17 So if you consider me a partner, accept him as you would me. 18 And if he has wronged you in any way, or owes you anything, charge that to my account. 19 I, Paul, write this with my own hand: I will repay it—not to mention to you that you owe me even your own self. 20 Yes, brother, may I have joy from you in the Lord; refresh my heart in Christ. 21 Since I am confident of your obedience, I am writing to you, knowing that you will do even more than I say. 
I maintain that Paul was an abolitionist.  But unlike many in American history, Paul didn't seek to undermine slavery through political or economic pressure.  He subverted the institution by sharing the Gospel, which would change people's hearts.  And a changed heart is better than a changed law any day.  A changed simply alters people's behavior, but a changed heart gets at the very root of the problem.  
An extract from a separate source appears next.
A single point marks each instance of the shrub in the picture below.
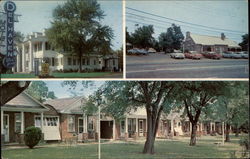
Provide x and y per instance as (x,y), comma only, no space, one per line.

John 8:36 (GWT) says, "If The Son therefore will set you freeyou will truly be the children of liberty.”  This means that you will do more than simply celebrate your own freedom.  Children of liberty will take the Messiah's job description on themselves.  They'll claim the same thing that Jesus did when He read from the Isaiah scroll in his hometown Nazareth:

16 He came to Nazareth, where He had been brought up. As usual, He entered the synagogue on the Sabbath day and stood up to read. 17 The scroll of the prophet Isaiah was given to Him, and unrolling the scroll, He found the place where it was written:
18 The Spirit of the Lord is on Me,
because He has anointed Me
to preach good news to the poor.
He has sent Me
to proclaim freedom to the captives
and recovery of sight to the blind,
to set free the oppressed,
19 to proclaim the year of the Lord’s favor.
20 He then rolled up the scroll, gave it back to the attendant, and sat down. And the eyes of everyone in the synagogue were fixed on Him.21 He began by saying to them, “Today as you listen, this Scripture has been fulfilled.”

Just as the scripture was fulfilled through Jesus, so it can also be fulfilled through all who follow him.  God has called us to preach good news to the poor, to proclaim freedom to the captives and recovery of sight to the blind.  God has called us to work to set free those who are oppressed, and to proclaim the year of the Lord's favor.  Like Paul, each of us has to decide how we will go about this assignment.  For some, that may mean working to overturn unjust laws.  For others, it may simply mean creating an atmosphere of love, in which oppression simply cannot survive.